You know, since I was a young girl my Patron Saint has always been St. Joan of Arc. Her story has always fascinated me. A female child warrior leading hardened men into battle and to victory in returning the sovereigty of the land to her King, only to have him sell her out to the enemy … For some reason Joan of Arc comes to mind when I see Gov. Jan Brewer take on each battle that has come at her with the faith that she is righteous in trying to return sovereignty of the land to the people of Arizona, and protect them in the process … even in the face of the would be POTUS and his Attorney General selling her out at every turn. And now outside forces are interloping in the lawsuit against this woman and the state of Arizona.
In a new twist in the fight over Arizona’s immigration law, Republican Gov. Jan Brewer on Tuesday asked a federal court to disallow foreign governments from joining the U.S. Department of Justice lawsuit to overturn the law.
The move comes in response to a 9th Circuit Court of Appeals ruling issued Monday, allowing nearly a dozen Latin American countries — Mexico, Argentina, Bolivia, Brazil, Costa Rica, Ecuador, El Salvador, Nicaragua, Paraguay, Peru and Chile — to submit friend-of-the-court briefs in Justice’s challenge to SB 1070, which Brewer signed into law in April and is considered one of the nation’s toughest immigration-enforcement measures.
“As do many citizens, I find it incredibly offensive that these foreign governments are using our court system to meddle in a domestic legal dispute and to oppose the rule of law,” the Republican governor said in a statement shortly after the state’s motion was filed Tuesday evening.

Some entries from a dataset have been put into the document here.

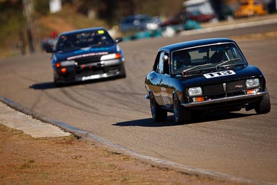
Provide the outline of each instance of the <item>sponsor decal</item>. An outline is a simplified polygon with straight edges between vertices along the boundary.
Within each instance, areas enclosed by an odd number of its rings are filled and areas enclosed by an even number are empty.
[[[105,33],[105,30],[98,30],[98,32],[97,32],[98,33],[99,33],[99,34],[104,34]]]
[[[235,85],[235,88],[242,88],[243,87],[243,85]]]
[[[76,59],[76,58],[90,57],[90,56],[103,55],[107,55],[108,53],[109,53],[108,52],[98,52],[98,53],[91,53],[82,54],[82,55],[76,55],[76,56],[67,58],[67,60],[74,60],[74,59]]]
[[[230,76],[230,75],[235,75],[235,71],[233,71],[233,70],[218,71],[215,73],[204,74],[204,76],[205,76],[206,78],[213,78]]]
[[[109,51],[110,49],[109,47],[103,47],[103,48],[84,48],[80,50],[78,50],[78,51],[75,51],[73,52],[74,54],[80,54],[80,53],[83,53],[84,52],[87,52],[87,51],[90,51],[90,52],[94,52],[94,53],[97,53],[97,52],[104,52],[104,51]]]
[[[166,93],[166,89],[165,87],[161,87],[161,96],[163,98],[163,104],[166,107],[168,107],[170,105],[170,100]]]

“What’s even more offensive is that this effort has been supported by the U.S. Department of Justice. American sovereignty begins in the U.S. Constitution and at the border,” she added. “I am confident the 9th Circuit will do the right thing and recognize foreign interference in U.S. legal proceedings and allow the State of Arizona to respond to their brief.”
Brewer and her supporters have said the state law is necessary because the federal government has failed to protect the border and enforce immigration laws. But the Justice Department — with strong backing from President Barack Obama — sued to block the Arizona law on constitutional grounds.
In July, more than 80 Republican members of Congress signed their names to an amicus brief filed by the conservative Immigration Reform Caucus. They included Sens. Jim DeMint of South Carolina, David Vitter of Louisiana and John Barrasso of Wyoming, and Reps. Lamar Smith of Texas, Steve King of Iowa and Trent Franks of Arizona.
Brewer’s motion should resonate among conservative legal scholars worried about giving foreign legal systems a voice in American jurisprudence. These concerns are a reaction to a school of legal thought arguing that American judges should look to foreign laws and courts for assistance in interpreting the U.S. Constitution, particularly in regard to basic human rights issues. Supreme Court Justice Anthony M. Kennedy is arguably the leading spokesperson for this approach, as noted in a 2005 New Yorker profile.
The state of Arizona’s motion could also strike a chord with those on the right who are convinced that President Barack Obama (and Bill Clinton before him) want to make U.S. laws subordinate to international courts, particularly the International Criminal Court in The Hague. […]
It seems this nation’s very sovereignty is in play here.
You know, I still have the silver St. Joan of Arc medal I wore as a teen. I think I’ll pen the good Governor a pep-note of support and drop the medal in with it. BTW, she leads her democrat challenger by double digits.